On March 4, 2026, DDC Enterprise Limited (NYSE American: DDC) today announced preliminary, unaudited full-year financial performance for the year ended December 31, 2025. The company expects to achieve record revenue and record positive adjusted EBITDA, primarily driven by continued growth in its core consumer food business and overall margin improvement. The final audited financial report is expected to be released in mid-April 2026.


2025 Full-Year Financial Highlights


Revenue: Expected to be between $39 million and $41 million, reaching a new company high.


Organic Growth: Excluding the impact of the company's strategic contraction of its U.S. operations, core revenue is expected to grow 11% to 17% year over year.


Gross Profit Margin: Expected to be between 28% and 30%, reflecting continued operational efficiency improvements.


Adjusted EBITDA: The company expects to achieve a positive full-year result in 2025, a significant improvement from a $3.5 million loss in 2024, mainly due to rigorous cost controls and a higher-margin sales mix.


Core Consumer Food Business Performance


In 2025, DDC's core consumer food business maintained strong operational performance.

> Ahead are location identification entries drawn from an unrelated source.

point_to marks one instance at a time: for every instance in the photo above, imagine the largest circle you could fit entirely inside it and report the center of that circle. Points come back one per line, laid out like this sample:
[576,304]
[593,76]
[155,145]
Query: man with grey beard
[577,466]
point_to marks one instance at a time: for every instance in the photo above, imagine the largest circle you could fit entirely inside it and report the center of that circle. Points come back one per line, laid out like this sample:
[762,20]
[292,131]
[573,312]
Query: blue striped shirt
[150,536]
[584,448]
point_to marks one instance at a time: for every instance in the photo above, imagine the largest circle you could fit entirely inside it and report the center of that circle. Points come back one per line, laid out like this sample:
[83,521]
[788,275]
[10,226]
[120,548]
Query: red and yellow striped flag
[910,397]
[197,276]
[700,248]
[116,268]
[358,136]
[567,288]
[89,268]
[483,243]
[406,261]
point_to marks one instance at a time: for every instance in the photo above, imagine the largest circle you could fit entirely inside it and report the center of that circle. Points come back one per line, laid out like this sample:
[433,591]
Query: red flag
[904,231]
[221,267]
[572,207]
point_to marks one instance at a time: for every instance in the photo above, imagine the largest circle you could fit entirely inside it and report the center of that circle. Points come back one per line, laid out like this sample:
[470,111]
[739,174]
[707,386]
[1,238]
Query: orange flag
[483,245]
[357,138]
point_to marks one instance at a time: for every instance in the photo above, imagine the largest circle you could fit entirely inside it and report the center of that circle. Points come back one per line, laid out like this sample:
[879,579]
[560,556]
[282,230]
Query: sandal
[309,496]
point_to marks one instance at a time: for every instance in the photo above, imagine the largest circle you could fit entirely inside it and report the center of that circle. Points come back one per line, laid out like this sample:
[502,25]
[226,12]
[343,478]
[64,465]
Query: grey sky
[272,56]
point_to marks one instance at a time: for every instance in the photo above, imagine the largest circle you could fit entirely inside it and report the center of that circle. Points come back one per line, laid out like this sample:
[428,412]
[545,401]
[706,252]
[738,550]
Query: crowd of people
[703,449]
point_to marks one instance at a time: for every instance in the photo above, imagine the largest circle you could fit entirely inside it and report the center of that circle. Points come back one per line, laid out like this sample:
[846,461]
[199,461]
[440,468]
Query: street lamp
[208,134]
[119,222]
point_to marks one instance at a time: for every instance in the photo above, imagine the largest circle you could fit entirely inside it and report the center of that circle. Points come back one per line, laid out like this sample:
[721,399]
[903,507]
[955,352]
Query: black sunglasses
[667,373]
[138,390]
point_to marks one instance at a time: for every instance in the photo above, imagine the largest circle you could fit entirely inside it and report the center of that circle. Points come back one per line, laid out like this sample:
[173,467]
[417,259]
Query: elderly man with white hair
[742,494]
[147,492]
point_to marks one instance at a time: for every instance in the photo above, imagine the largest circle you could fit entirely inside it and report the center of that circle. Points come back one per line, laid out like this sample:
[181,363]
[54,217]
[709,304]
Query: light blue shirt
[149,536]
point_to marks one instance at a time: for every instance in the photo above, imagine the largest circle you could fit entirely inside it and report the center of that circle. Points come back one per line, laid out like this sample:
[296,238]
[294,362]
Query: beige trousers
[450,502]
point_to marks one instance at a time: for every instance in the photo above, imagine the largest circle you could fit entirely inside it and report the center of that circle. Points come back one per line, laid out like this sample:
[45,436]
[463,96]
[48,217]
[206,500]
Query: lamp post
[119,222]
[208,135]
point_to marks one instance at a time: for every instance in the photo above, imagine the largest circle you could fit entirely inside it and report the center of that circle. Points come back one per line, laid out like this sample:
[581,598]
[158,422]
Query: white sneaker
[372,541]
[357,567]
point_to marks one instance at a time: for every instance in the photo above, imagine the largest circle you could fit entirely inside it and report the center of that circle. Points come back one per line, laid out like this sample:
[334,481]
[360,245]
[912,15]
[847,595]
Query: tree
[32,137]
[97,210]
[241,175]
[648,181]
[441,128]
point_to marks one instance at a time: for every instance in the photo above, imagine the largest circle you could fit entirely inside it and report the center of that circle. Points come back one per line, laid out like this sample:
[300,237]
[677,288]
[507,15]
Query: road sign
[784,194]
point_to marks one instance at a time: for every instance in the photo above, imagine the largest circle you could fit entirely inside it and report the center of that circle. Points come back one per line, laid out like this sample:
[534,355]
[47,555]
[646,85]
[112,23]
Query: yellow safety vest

The company also disclosed Core Consumer Food Business Adjusted EBITDA, a metric that further excludes costs related to its Bitcoin reserve strategy and non-cash fair value adjustments related to its Bitcoin holdings from adjusted EBITDA to more accurately reflect the core business performance.


In 2025, Core Consumer Food Business Adjusted EBITDA is expected to be between $5.5 million and $6 million.


Bitcoin Reserve Update


In the first half of 2025, DDC initiated a long-term Bitcoin accumulation strategy, holding Bitcoin as its primary reserve asset.


As of December 31, 2025: The company holds 1,183 BTC.


As of February 28, 2026: Holdings increased to 2,118 BTC


Today's additional purchase of 65 BTC brings the company's total holdings to 2,183 BTC


DDC Founder, Chairman, and CEO Norma Chu stated, "We are proud to have closed 2025 with record revenue and positive adjusted EBITDA, demonstrating the steady growth of the company's consumer food business and the ongoing improvement in profitability. We are building a disciplined, growth-oriented food platform and strategically allocating capital to Bitcoin assets with a long-term view, aligning with our core beliefs. We believe that this dual-track model of 'Steady Consumer Business + Strategic Bitcoin Reserve' will help DDC create lasting long-term value for shareholders."


Adjusted EBITDA Definition
For the full year 2025, the company defines "Adjusted EBITDA" (a non-GAAP financial measure) as: Net income / (loss) excluding the following items:· Interest expense· Taxes· Foreign exchange gains/losses· Long-lived asset impairment· Depreciation and amortization· Non-cash fair value changes related to financial instruments (including Bitcoin holdings)· Stock-based compensation


About DDC Enterprise Limited


DDC Enterprise Limited (NYSE: DDC) is actively implementing its corporate Bitcoin Treasury strategy while continuing to strengthen its position as a leading global Asian food platform.


The company has established Bitcoin as a core reserve asset and is executing a prudent, long-oriented accumulation strategy. While expanding its portfolio of food brands, DDC is gradually becoming one of the public company pioneers in integrating Bitcoin into its corporate financial architecture.